Line graph showing the adoption of HTTP/3 and HTTP/2 from 2021 to 2023

Figure 6 — HTTP/3 adoption. Source: Mozilla Firefox Telemetry

  • Nearly 80% of Internet traffic uses the latest version of Transport Layer Security, TLS 1.3, which secures traffic against eavesdropping and against data being tampered with while in transit between clients and servers (Figure 7).
Line graph showing the adoption of TLS1.3 and TLS1.2 from 2021 to 2023

Figure 7 — TLS adoption. Source: Mozilla Firefox Telemetry

  • Nearly two-thirds of the world’s Internet registries that run country-code domain names (ccTLDs) have adopted DNSSEC (Figure 8) to provide an additional level of security using cryptographic techniques to validate the authenticity of its DNS information.
Line graph showing the adoption of DNSSEC by ccTLDs

Figure 8 — DNSSEC adoption by ccTLDs. Source: DNS, APNIC Labs.

  • Partiale and full route validation nearly doubled for the year (Figure 9). Route validation is the process of checking that the announcements being received between routers are legitimate, thus reducing the risk of traffic being dropped, inspected, or diverted. Learn more about routing security.
Line graph showing the adoption of route validation from 2022 to 2023.

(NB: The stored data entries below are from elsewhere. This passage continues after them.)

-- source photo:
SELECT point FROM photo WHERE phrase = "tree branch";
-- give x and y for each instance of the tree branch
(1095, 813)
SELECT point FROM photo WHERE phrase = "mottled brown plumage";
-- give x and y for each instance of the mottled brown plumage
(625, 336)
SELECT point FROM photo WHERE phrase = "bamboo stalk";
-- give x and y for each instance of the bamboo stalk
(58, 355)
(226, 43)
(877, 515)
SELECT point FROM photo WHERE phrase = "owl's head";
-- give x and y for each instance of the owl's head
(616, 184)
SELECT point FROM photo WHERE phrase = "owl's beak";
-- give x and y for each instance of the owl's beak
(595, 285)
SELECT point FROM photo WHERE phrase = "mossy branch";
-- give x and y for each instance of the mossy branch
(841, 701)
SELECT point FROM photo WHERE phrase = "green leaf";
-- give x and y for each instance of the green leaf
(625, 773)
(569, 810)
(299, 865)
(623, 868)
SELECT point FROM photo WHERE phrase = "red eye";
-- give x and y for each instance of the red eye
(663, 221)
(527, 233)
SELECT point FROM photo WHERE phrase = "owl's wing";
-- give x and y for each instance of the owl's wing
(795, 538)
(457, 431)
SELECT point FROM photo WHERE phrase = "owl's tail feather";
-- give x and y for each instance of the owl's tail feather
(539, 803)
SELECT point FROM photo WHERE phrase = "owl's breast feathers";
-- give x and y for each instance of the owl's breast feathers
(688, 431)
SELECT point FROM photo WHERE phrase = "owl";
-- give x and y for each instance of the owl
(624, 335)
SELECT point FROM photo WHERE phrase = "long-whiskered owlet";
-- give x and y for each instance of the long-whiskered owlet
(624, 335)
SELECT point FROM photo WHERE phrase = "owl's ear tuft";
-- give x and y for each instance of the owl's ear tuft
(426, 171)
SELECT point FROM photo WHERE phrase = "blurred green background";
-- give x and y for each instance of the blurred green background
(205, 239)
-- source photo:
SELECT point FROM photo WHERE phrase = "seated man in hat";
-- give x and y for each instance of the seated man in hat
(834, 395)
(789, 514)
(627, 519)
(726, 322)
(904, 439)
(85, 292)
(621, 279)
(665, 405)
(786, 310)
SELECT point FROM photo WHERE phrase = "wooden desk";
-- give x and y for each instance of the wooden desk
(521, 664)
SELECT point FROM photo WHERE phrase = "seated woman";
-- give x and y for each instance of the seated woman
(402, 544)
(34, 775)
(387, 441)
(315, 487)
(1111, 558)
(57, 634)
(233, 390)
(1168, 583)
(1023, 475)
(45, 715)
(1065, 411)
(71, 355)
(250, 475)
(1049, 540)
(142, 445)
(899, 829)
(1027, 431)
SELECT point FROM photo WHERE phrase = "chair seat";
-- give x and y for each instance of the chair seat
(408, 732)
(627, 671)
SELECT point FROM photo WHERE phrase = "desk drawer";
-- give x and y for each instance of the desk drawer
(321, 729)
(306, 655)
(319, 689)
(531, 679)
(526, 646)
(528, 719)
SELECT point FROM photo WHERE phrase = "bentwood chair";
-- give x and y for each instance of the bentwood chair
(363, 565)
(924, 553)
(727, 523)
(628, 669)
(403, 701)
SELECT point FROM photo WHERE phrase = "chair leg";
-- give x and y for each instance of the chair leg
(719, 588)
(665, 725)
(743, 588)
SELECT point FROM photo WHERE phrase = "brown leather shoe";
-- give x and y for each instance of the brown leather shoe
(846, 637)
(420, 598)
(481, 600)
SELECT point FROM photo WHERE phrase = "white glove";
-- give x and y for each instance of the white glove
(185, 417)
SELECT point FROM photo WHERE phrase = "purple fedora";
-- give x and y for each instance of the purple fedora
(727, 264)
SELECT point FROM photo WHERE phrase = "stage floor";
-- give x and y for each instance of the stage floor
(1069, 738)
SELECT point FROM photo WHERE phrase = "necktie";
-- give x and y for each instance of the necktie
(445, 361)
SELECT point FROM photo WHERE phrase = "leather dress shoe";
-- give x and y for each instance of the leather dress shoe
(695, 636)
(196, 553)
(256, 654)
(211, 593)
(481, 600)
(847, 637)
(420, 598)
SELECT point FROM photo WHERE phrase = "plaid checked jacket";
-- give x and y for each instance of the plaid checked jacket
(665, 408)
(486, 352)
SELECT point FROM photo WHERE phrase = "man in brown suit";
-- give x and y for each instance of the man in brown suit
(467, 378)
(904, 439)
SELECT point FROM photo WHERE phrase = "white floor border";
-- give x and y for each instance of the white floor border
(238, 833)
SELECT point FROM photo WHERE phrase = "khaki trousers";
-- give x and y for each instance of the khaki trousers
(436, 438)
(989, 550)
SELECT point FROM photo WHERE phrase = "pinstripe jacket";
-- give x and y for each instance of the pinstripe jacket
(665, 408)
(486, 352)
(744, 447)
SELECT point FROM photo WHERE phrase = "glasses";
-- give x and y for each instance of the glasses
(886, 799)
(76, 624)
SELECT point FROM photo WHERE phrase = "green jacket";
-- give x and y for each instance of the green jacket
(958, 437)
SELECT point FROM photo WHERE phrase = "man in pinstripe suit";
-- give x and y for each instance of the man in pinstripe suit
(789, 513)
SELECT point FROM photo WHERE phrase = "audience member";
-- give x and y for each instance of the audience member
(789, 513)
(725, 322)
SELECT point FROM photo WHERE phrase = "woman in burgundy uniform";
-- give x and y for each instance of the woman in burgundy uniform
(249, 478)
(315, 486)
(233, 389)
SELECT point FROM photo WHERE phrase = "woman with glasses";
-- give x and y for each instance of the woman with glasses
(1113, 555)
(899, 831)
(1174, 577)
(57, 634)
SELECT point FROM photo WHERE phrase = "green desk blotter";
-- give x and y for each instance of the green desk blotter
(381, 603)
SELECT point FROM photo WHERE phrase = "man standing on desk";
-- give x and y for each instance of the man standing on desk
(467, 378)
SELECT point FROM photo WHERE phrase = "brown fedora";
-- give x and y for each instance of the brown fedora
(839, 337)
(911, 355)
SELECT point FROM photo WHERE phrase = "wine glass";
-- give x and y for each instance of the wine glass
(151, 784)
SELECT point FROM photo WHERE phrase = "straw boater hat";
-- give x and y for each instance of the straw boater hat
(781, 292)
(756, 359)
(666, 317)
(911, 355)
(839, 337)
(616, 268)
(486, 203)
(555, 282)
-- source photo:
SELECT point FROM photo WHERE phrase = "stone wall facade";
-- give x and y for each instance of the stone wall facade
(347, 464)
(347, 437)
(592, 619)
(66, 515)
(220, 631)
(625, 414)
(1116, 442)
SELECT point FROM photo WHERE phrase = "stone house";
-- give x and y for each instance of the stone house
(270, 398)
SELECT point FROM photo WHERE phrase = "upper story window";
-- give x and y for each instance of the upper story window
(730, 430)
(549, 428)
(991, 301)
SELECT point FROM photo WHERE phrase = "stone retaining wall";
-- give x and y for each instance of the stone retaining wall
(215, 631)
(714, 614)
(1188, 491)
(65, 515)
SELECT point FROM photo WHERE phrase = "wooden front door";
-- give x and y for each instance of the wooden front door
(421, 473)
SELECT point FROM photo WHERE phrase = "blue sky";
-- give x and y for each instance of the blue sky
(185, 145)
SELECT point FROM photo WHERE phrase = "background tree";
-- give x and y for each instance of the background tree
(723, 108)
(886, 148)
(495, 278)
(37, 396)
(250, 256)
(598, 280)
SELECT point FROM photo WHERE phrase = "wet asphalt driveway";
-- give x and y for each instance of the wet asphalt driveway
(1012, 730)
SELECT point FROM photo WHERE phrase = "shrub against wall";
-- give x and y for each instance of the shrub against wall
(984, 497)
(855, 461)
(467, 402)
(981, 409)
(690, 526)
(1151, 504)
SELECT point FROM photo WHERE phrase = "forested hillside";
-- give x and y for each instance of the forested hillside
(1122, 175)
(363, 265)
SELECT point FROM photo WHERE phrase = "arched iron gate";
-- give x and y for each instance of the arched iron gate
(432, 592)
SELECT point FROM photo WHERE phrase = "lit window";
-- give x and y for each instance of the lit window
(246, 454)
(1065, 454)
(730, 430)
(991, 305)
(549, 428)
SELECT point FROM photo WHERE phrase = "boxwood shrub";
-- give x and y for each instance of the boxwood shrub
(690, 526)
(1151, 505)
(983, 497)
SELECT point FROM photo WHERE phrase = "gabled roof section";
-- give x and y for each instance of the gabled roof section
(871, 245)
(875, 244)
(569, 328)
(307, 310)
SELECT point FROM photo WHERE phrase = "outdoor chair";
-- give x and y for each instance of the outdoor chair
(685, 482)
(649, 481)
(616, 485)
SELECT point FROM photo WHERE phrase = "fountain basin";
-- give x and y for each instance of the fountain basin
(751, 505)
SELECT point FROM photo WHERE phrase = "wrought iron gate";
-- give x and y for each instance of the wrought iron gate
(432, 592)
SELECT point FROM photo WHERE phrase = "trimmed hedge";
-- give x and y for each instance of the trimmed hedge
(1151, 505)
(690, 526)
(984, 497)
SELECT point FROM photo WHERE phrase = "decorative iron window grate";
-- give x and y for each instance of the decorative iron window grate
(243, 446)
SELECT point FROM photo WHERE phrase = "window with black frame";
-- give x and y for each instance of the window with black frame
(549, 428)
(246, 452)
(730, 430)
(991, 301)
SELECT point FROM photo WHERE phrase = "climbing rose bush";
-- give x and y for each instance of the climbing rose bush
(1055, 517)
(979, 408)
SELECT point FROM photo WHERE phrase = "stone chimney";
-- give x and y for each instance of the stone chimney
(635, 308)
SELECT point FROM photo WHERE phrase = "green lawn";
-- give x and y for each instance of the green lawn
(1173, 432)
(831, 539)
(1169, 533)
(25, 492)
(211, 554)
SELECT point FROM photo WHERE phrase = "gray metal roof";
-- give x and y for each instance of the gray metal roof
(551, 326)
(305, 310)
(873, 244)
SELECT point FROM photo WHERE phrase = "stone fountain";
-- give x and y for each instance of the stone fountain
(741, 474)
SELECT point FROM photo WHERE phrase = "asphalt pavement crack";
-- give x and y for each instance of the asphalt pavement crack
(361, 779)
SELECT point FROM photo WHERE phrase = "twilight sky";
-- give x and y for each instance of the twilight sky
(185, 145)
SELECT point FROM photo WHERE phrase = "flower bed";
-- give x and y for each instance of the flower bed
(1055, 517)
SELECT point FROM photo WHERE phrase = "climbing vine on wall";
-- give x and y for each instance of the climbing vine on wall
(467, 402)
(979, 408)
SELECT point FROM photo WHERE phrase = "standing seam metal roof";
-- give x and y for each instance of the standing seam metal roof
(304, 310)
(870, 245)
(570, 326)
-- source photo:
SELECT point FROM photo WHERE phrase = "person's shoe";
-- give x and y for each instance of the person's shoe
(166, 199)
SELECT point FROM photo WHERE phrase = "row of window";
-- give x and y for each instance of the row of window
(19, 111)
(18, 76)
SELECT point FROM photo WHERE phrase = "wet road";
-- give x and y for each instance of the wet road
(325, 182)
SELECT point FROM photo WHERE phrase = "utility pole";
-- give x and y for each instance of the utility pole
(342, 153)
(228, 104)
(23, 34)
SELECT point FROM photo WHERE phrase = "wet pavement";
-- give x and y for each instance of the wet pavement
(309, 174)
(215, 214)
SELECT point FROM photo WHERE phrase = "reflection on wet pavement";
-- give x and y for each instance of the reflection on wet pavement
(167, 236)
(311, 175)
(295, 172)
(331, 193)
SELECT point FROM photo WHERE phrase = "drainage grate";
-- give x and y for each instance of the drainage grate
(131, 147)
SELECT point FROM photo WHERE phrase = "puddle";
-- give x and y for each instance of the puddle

Figure 9 — Global deployment of Route Validation. Source: RoVista.

Predictions for 2024

Based on these trends from 2023, we expect to see most of these metrics trending in a similar direction in 2024. Areas that we expect to see the greatest movement and plan to concentrate more effort on are:

  • Internet shutdowns: we expect to see an increased number of election-related Internet shutdowns, given that more than 100 elections across 67 countries are planned for 2024. See our election-related shutdown tracker to see the risk of shutdowns happening in your country.
  • More countries are following the leads of Australia, Taiwan, and the UK and implementing policies and plans to improve their Internet resilience in response to large-scale outages in their countries. Read:Internet outages a case of if, not when 
  • More regions are following the lead of Europe and discussing or implementing data protection laws that require localized critical infrastructure.
  • IPv6, especially in developing countries with large populations, such as Bangladesh, Indonesia, and Pakistan, as they increase their adoption rates.
  • Routing security, specifically more examples of networks reducing the impact of routing incidents on their and their customer’s networks because they have deployed best current practices.